Giving Thanks by Matt Baker

National Director for England for Sports Chaplaincy UK & Chaplin at Charlton Athletic FC

The first football match I attended was Boxing Day 1975. I don't remember much about the game except that we lost (Charlton 1 Portsmouth 3) and getting my first taste of terrace banter! However, I do remember who I was with - my family, including both Grandads, now long departed – and regardless of the result it gave a warm sense of belonging.
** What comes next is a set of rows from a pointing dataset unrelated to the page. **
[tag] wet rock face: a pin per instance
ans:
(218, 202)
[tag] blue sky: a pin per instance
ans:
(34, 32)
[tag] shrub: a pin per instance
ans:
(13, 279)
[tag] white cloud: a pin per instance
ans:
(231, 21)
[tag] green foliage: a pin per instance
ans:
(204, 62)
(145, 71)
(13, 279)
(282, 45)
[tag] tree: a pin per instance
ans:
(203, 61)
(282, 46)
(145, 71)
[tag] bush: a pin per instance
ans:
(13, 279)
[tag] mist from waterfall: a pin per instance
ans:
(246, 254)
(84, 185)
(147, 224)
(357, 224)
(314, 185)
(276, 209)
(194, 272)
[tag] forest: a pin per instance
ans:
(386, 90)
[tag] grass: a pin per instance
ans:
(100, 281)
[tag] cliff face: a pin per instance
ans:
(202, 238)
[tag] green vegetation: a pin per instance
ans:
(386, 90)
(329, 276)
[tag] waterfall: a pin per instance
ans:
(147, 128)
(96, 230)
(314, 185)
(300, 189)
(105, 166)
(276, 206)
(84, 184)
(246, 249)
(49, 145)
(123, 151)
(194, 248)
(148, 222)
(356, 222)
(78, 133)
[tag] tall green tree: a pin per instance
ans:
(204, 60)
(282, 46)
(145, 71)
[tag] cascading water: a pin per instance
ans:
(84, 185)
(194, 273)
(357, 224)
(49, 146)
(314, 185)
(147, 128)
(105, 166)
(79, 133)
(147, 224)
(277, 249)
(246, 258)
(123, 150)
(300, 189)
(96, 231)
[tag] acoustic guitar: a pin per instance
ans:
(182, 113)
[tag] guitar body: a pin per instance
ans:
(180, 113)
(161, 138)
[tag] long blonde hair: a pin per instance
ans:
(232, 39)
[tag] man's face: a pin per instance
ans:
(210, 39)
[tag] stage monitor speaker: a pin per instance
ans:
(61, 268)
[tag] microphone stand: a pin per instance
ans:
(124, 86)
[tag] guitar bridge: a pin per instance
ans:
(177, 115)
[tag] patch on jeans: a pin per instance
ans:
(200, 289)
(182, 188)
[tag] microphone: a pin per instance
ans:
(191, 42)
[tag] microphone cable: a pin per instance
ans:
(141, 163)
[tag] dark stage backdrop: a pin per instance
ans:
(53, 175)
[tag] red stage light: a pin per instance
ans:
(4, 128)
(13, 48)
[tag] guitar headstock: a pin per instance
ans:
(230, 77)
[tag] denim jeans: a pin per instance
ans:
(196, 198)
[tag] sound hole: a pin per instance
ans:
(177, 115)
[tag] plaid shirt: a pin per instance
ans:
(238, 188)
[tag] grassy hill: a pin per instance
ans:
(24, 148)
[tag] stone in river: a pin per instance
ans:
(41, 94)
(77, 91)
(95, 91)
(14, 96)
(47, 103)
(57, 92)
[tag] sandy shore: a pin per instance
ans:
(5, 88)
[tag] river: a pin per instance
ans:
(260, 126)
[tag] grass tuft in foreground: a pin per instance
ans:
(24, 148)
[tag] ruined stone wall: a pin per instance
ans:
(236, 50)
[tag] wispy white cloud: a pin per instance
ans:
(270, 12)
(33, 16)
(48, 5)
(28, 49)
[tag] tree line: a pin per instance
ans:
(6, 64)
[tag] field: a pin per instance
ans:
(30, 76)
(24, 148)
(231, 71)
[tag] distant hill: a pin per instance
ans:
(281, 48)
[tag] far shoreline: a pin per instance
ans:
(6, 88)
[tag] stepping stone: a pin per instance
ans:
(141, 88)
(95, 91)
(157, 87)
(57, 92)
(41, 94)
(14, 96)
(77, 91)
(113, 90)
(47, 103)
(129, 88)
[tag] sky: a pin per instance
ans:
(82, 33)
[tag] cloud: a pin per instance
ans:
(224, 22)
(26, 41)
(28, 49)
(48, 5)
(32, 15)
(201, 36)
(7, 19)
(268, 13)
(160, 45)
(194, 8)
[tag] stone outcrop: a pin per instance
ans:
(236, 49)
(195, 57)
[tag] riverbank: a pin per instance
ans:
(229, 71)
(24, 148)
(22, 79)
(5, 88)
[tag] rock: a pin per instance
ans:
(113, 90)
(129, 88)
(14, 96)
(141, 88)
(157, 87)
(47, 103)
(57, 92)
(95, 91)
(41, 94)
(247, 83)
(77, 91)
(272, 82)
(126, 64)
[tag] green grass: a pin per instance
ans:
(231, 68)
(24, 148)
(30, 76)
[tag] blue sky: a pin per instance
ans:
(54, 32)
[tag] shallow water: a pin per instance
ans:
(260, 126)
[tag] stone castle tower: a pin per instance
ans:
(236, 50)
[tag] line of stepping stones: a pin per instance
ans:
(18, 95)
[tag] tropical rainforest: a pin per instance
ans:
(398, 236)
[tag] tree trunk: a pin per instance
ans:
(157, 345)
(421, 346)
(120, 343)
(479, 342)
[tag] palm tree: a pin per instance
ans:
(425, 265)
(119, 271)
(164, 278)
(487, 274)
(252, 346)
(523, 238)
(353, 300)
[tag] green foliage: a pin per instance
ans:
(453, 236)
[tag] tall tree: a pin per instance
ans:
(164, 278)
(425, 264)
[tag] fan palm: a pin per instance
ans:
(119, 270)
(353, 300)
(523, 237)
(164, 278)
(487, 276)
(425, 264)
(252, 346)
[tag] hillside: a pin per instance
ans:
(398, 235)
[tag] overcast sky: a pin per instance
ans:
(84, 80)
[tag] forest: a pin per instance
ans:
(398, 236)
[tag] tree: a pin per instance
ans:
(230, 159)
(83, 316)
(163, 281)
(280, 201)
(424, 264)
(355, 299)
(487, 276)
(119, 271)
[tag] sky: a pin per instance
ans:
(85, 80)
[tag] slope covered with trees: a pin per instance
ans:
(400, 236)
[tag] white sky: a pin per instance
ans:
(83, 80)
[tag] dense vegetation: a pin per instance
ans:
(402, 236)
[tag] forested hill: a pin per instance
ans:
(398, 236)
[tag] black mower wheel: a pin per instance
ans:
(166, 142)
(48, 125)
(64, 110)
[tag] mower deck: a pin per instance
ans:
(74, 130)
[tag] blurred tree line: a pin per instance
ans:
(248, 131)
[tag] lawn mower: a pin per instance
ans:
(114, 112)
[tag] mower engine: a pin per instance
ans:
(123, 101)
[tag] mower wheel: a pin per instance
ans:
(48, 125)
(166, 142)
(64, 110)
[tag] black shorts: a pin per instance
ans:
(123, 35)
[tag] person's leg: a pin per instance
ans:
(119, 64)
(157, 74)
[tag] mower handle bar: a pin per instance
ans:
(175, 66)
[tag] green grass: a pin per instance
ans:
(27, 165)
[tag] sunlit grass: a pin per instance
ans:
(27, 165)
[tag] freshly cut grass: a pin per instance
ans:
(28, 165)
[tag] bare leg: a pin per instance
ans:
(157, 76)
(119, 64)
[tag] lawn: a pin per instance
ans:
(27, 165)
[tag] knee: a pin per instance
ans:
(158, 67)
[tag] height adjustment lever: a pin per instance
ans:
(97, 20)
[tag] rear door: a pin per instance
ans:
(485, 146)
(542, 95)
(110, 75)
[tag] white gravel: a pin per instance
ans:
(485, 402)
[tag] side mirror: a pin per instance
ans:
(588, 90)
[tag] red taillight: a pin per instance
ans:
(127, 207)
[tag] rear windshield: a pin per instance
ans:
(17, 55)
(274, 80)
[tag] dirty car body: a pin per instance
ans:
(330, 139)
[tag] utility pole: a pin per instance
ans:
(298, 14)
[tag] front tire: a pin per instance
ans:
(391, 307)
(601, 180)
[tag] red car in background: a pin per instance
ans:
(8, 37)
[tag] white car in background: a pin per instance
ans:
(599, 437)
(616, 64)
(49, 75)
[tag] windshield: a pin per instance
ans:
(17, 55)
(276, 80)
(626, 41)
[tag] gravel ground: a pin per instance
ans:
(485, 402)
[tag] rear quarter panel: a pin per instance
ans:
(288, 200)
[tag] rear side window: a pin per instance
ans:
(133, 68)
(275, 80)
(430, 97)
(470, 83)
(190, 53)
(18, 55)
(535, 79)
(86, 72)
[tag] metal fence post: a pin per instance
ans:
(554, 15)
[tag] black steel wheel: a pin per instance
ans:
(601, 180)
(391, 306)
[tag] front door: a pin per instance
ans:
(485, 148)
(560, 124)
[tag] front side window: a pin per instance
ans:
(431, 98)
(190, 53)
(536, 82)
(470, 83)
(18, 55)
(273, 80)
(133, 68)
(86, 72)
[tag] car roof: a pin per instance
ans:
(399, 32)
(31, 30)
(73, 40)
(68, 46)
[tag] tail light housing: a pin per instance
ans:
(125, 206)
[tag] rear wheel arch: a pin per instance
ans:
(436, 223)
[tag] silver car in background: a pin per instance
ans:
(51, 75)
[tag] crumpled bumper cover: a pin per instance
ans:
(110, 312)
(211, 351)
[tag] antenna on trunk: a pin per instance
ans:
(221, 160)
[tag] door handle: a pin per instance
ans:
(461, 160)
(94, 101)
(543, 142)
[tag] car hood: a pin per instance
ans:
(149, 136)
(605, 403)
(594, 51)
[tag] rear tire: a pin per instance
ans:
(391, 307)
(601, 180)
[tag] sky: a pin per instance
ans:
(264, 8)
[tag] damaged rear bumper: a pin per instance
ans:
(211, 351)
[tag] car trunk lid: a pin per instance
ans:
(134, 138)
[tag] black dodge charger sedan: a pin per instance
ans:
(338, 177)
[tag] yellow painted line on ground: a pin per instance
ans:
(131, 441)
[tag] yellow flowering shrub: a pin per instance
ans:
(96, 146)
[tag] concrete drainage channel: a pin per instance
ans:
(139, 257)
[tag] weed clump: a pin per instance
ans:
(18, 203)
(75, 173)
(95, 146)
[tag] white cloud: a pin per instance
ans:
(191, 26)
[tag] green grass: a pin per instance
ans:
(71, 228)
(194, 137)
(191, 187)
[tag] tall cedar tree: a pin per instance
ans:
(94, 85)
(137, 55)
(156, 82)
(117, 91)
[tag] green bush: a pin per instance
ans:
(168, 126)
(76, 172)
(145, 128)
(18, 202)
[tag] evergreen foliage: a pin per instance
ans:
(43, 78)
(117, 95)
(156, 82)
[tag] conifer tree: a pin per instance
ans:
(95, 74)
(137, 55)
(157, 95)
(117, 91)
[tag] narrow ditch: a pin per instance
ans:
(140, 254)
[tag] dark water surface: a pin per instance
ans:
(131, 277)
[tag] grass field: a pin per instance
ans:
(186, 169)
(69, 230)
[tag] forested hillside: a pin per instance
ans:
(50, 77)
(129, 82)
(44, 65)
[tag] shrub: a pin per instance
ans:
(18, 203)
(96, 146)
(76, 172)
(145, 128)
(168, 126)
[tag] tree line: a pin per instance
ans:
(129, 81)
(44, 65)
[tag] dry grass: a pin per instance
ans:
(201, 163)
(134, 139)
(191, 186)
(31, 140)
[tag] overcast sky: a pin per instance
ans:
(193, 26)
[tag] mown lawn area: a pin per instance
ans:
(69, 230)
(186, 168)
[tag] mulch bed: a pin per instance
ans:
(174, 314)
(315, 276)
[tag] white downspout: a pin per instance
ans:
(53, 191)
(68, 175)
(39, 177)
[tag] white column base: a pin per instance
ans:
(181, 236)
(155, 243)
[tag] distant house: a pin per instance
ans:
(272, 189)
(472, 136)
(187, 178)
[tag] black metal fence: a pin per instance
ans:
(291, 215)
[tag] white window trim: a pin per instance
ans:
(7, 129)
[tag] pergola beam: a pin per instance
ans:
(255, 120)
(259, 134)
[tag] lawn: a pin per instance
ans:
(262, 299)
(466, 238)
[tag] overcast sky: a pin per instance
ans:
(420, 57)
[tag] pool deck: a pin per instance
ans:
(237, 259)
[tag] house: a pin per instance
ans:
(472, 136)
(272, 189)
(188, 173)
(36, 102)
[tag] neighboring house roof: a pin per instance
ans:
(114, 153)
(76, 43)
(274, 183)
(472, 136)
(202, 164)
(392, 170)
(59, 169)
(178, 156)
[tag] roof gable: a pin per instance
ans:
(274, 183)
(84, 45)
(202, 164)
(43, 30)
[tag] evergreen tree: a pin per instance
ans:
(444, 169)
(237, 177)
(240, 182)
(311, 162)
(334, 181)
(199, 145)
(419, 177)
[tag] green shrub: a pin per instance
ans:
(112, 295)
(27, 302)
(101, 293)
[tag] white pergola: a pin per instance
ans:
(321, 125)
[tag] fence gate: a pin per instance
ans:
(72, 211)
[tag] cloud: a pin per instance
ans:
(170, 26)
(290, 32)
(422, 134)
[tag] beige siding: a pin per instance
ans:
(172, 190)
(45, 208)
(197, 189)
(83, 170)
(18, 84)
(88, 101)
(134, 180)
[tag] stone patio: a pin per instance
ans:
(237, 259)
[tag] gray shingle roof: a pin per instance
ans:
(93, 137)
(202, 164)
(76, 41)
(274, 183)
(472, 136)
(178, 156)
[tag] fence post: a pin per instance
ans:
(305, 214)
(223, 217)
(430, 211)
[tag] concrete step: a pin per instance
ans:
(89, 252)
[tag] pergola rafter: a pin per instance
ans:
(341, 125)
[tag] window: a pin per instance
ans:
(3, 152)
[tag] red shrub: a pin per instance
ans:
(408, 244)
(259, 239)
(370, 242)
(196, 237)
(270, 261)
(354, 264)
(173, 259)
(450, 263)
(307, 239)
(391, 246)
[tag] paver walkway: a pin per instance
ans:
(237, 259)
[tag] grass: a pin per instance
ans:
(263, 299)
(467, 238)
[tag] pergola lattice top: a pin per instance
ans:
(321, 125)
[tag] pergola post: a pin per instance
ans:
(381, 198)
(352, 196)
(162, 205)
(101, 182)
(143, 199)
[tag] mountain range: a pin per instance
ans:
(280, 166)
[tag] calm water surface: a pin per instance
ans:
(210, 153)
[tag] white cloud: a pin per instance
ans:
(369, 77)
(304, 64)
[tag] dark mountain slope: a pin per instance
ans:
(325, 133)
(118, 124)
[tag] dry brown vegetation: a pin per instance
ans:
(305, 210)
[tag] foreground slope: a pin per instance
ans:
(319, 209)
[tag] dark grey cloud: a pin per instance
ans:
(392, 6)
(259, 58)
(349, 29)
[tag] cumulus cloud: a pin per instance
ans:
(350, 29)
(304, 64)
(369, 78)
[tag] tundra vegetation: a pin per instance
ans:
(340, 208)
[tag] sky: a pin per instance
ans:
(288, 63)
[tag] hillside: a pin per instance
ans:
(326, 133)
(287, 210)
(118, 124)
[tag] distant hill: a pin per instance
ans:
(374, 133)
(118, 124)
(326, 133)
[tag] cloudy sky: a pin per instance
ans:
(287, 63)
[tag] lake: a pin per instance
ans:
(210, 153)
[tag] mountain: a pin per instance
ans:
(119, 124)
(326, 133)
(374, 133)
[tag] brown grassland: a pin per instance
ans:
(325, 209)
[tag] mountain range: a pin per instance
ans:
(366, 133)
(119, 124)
Christmas for me has always been a time of celebration around faith, family and football. Beginning with celebrating and giving thanks for Jesus' birth at church, then eating Christmas dinner celebrating as family, followed the next day by going to the Boxing Day game together.

Reading: Luke 2.15-19

The shepherds returned, glorifying and praising God for all they had heard and seen, as it had been told them. After eight days had passed, it was time to circumcise the child; and he was called Jesus, the name given by the angel before he was conceived in the womb. When the time came for their purification according to the law of Moses, they brought him up to Jerusalem to present him to the Lord (as it is written in the law of the Lord, 'Every firstborn male shall be designated as holy to the Lord’) and they offered a sacrifice according to what is stated in the law of the Lord, 'a pair of turtledoves or two young pigeons.'


The shepherds returned home after that first Christmas glorifying and praising God for all that they had seen and heard. It was a time of celebration and thanksgiving. A short while later when Jesus was presented in the Temple it was a time of celebration and giving thanks for his birth.

Celebrating and giving thanks are at the heart of the Christian faith. I have been privileged to pray with footballers over the years in my role as chaplain, including one player who always insisted that we should have an 'attitude of gratitude' in our lives.

We all have different experiences and memories of Christmas past: some of those will be happy and some tinged with sadness. Christmas 2020 may have been particularly difficult as many were not able to meet with friends and family. But why not pause now and reflect on the theme of celebration and thanksgiving.